Neale still said nothing, a succession of well-remembered scenes from his early home-life evoked by his grandfather's words.

The old man cried out now, in a burst of long-contained resentment, "Your father ought to have gone enough sight further than he did! Yes, he had ought to!" He looked keenly into the hard, strong face of his grandson and said proudly, "But you will!"

Neale felt so queer a disquiet at all this, that he got up abruptly and clapped on his hat. All kinds of different pieces were fitting together before his eyes into some sort of a pattern. He wanted to get away by himself and look at it to see what pattern it was.

"I'm going up to the far wood-lot," he said. "I can remember when the pines were just coming in there. I want to see how much they grow in fifteen or twenty years." But he had no interest in the young pines, and he was not at all thinking of them as he strode hurriedly up the stony sunken wood-road.
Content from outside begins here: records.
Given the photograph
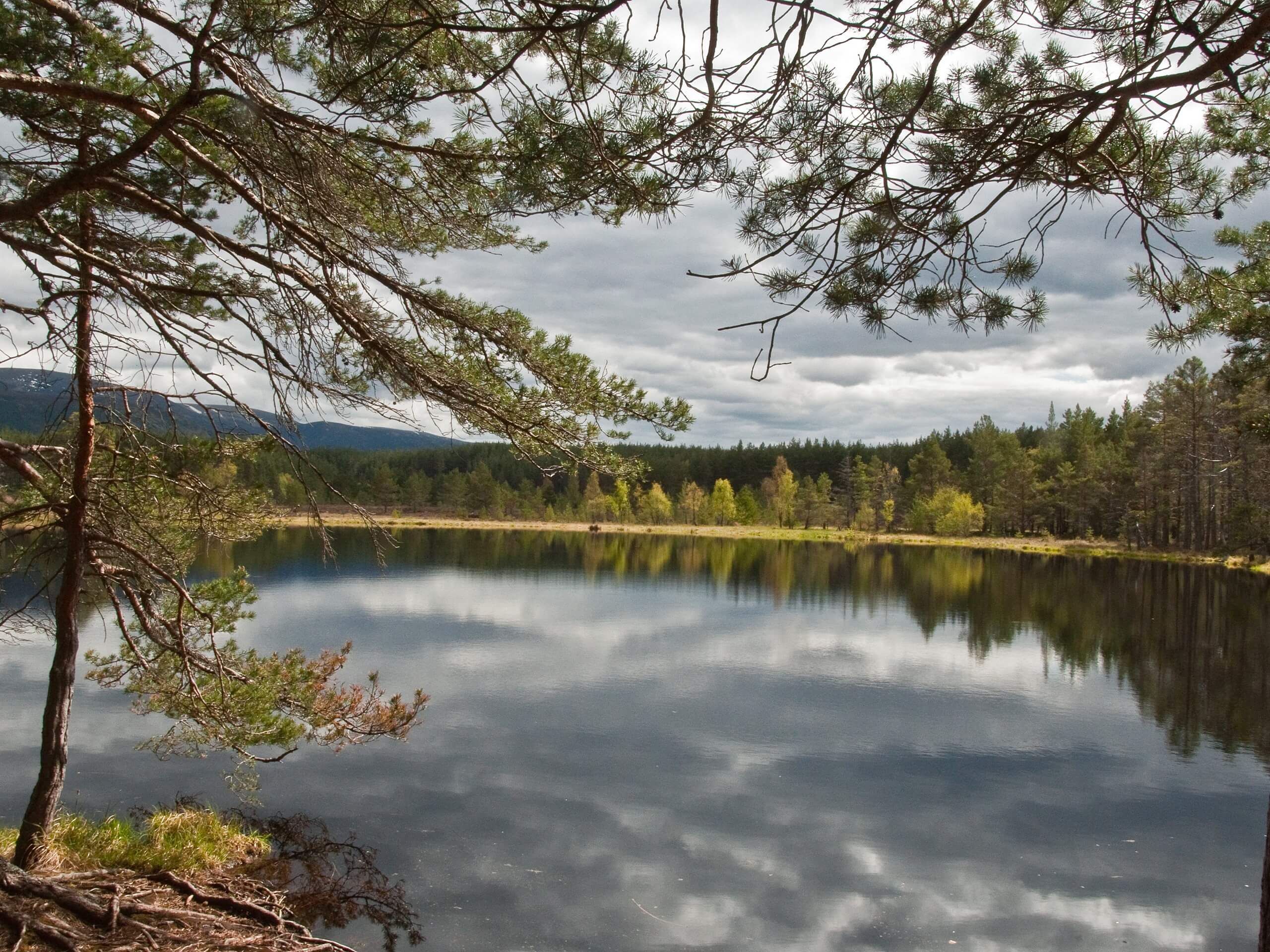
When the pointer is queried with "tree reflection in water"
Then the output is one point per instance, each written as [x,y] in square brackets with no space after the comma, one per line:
[1191,643]
[330,883]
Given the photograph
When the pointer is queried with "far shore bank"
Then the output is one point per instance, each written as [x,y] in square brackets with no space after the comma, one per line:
[1035,545]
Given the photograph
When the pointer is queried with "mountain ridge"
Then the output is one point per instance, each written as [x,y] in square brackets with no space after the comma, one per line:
[32,400]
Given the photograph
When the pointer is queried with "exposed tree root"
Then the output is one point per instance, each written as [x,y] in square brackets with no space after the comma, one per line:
[105,909]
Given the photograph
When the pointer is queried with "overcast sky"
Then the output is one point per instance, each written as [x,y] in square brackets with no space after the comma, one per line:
[625,298]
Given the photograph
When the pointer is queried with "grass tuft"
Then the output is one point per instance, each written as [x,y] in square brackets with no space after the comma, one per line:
[183,839]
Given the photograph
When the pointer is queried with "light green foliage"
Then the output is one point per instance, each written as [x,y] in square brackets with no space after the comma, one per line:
[620,500]
[183,839]
[930,470]
[654,506]
[691,502]
[747,507]
[780,490]
[224,697]
[947,513]
[723,503]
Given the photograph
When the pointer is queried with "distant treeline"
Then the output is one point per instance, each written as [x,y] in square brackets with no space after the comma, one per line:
[1188,468]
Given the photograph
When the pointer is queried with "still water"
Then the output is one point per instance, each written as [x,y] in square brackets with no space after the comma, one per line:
[648,743]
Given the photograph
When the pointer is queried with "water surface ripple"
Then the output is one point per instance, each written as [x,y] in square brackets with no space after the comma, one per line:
[642,742]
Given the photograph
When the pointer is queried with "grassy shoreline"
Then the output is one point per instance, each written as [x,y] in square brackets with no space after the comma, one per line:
[1099,549]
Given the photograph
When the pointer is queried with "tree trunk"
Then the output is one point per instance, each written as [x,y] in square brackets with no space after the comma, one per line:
[48,792]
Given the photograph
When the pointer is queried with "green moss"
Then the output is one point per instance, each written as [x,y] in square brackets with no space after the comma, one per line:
[183,839]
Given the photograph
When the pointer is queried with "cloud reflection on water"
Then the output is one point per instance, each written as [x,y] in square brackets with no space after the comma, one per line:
[816,751]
He was thinking of Martha. Out of nowhere there had come to him the recollection of saying good-by to her at the station. He had kissed her good-by, and as clearly as though he had just now stooped to her, he could remember that the very instant their lips met he had been wondering if he would have time to get down to the office before Mr. Gilman came in from Chicago. He wanted Gilman's support for his scheme to follow the shifting center of supply with a branch office in the Gulf States. Were the figures he wanted filed under L for Louisiana or Y for Yellow pine?